借り入れる際には、自己資金の割合が高いほどその事業への本気度が伝わるので審査に影響します。 少なくとも30~50%は自己資金でかくほできるようになっているといいでしょう。

返済計画をたてる

金融機関から借り入れる場合には返済計画も必須となります。 返済計画では、負債を利子を含めてどのように返済するか示します。 返済は当期純利益から行うので、損益計算書から確実に返せる金額を設定します。 3~5年の期間で各年に具体的に返済する金額を設定していきます。 作成例としては以下のようになります。

1年目 2年目 3年目 4年目
返済残高 1000 800 600 300
返済額 200 200 300 300
元金残高 800 600 300 0

キャッシュフロー表を作る

キャッシュフローでは、現金収支の流れをまとめます。 キャッシュフロー表は以下の3つの要素で構成されます。

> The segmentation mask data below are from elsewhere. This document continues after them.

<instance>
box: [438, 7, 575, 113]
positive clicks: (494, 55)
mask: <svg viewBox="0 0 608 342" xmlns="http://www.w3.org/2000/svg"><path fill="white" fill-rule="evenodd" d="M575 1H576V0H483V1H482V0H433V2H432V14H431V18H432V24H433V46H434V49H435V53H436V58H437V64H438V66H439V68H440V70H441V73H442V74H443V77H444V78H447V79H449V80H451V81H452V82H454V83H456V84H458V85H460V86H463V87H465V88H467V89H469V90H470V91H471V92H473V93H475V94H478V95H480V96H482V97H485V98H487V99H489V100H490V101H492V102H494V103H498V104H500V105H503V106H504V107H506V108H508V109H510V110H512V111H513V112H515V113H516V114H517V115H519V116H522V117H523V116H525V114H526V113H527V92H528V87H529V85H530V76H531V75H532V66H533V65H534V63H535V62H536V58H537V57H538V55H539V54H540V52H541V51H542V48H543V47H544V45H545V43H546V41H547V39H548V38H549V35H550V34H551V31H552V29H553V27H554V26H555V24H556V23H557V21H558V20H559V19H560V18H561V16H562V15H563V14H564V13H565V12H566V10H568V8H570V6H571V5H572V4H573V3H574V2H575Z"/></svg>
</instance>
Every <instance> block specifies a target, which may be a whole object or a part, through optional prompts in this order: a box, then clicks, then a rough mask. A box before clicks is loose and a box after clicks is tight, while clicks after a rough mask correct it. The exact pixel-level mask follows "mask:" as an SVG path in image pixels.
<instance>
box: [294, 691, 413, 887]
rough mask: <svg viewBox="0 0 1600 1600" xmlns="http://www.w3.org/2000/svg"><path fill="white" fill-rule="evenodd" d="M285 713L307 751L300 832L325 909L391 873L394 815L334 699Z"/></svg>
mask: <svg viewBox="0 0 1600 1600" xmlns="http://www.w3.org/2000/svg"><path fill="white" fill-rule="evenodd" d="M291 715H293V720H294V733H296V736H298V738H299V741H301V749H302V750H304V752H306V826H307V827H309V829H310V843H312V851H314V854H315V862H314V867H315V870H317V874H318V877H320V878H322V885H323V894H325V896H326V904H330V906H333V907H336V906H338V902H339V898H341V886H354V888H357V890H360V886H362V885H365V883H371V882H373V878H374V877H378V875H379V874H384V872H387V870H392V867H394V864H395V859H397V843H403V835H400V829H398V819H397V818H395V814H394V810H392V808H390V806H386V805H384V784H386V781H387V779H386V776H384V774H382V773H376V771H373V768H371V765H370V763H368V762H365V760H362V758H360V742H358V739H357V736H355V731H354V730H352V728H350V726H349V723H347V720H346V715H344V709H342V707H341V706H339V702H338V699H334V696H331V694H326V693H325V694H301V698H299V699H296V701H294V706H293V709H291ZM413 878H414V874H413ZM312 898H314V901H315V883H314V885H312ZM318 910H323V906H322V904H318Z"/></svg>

営業キャッシュフローと投資キャッシュフローの合計をフリーキャッシュフローといい事業に自由に使える資金になります。 1年目にはここは売上が安定せずに赤字になることがほとんどなので、財務キャッシュフローで借入などで補填します。 残高がマイナスになると資金ショート(倒産)を意味するのでプラスになるように計画しましょう。 作成例としては以下のようになります。

1年目
前年残高 0
営業キャッシュフロー ▲100
投資キャッシュフロー ▲900
フリーキャッシュフロー ▲1000
財務キャッシュフロー 1200
残高 200

さらに実務でキャッシュフローをコントロールするために資金繰り表を作成します。 資金繰り表では1ヶ月単位で予測と実績で分けてキャッシュフローを作成します。 予測と実績を分けることで なぜズレたのか が分析することができ、その後の予測の精度を向上できます。

さいごに

今回は収支計画の作り方について書いてきました。 次回は行動計画について書こうと思います。